Geoffrey Farmer's photographs depict pairs and threesomes of outmoded, mass-produced wooden furniture, realized from Farmer’s major installation A Pale Fire Freedom Machine at The Power Plant in Toronto, which pivoted on the building's working industrial smokestack to turn the exhibition into a kind of combustion machine. Each day, such discarded furniture was stripped, disassembled and kindled with a printed broadsheet of workers' ordinances inked with the pitch of the fire of the day before. Geoffrey's work has been seen nationally and internationally and will be included later this year in Intertidal: Vancouver Art and Artists at Museum Van Hedendaagse Kunst in Antwerp.

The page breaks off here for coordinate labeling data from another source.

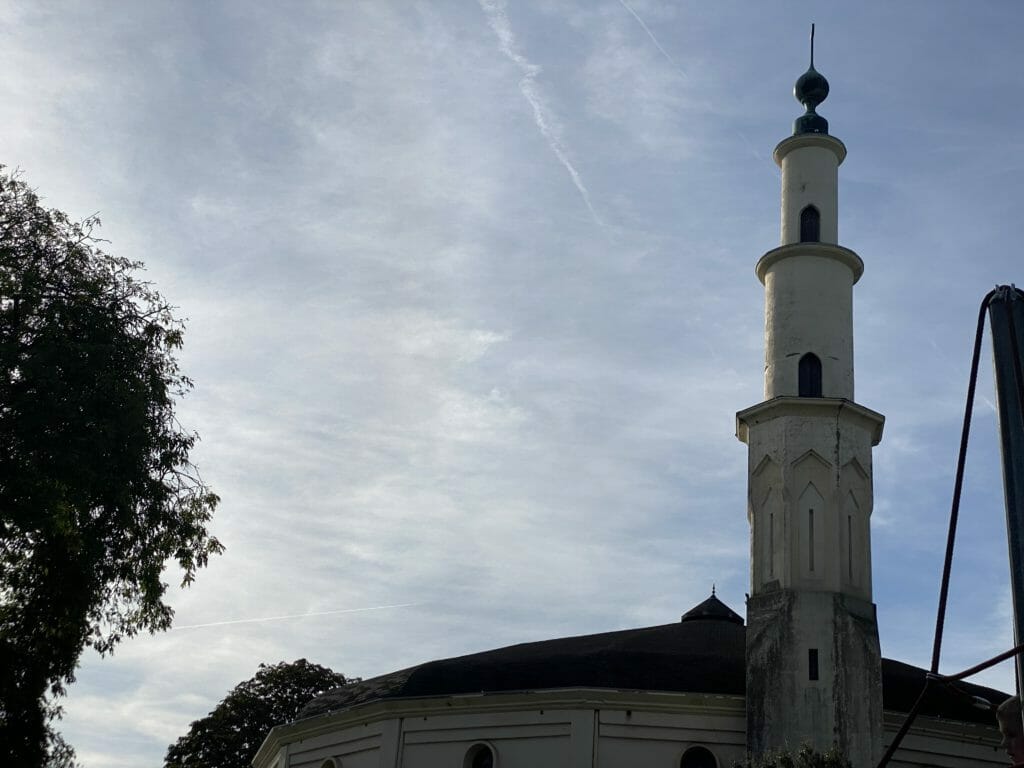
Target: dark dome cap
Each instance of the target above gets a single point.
(811, 89)
(713, 609)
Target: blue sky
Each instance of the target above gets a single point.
(471, 306)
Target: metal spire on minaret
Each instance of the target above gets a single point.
(811, 89)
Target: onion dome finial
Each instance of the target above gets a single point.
(811, 89)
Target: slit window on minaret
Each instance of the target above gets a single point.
(849, 546)
(810, 539)
(809, 384)
(810, 225)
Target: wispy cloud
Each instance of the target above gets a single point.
(293, 615)
(653, 39)
(545, 121)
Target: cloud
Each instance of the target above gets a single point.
(543, 116)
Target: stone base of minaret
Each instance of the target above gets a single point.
(816, 679)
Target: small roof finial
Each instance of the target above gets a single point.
(811, 89)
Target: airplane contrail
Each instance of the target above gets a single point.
(292, 615)
(495, 9)
(652, 38)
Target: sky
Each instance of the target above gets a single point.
(471, 307)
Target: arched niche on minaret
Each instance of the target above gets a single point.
(855, 485)
(765, 515)
(812, 476)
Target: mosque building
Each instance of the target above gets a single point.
(706, 690)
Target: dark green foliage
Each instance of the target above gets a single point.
(229, 736)
(96, 489)
(805, 757)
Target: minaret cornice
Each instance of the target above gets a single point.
(832, 408)
(809, 139)
(818, 250)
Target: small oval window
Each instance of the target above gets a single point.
(809, 375)
(698, 757)
(810, 225)
(479, 756)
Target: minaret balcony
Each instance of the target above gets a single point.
(818, 250)
(813, 408)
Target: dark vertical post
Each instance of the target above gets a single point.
(1006, 313)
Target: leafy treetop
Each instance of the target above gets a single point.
(96, 488)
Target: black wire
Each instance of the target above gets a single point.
(940, 619)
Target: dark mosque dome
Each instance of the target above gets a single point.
(701, 653)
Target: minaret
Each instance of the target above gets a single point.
(813, 666)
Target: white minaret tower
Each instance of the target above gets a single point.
(813, 666)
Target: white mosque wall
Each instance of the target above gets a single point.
(573, 729)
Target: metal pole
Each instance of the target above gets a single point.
(1007, 318)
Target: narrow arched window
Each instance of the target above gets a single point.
(810, 376)
(810, 225)
(698, 757)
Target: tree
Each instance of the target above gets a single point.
(96, 489)
(230, 735)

A major survey of the work of Brian Jungen is currently on view at the New Museum in New York. At Art Basel Miami Beach, Jungen continues his practice of critically transforming prefabricated objects and exhibits a mobile still for preparing alcohol. Volatile and rudimentary, such apparatus is illicit in North America and carries associations with libertarian, backwoods wherewithal. Brian will show in the Antwerp Muhka survey, Intertidal: Vancouver Art and Artists, and in solo exhibitions at the Vancouver Art Gallery and the Tate Modern in 2006.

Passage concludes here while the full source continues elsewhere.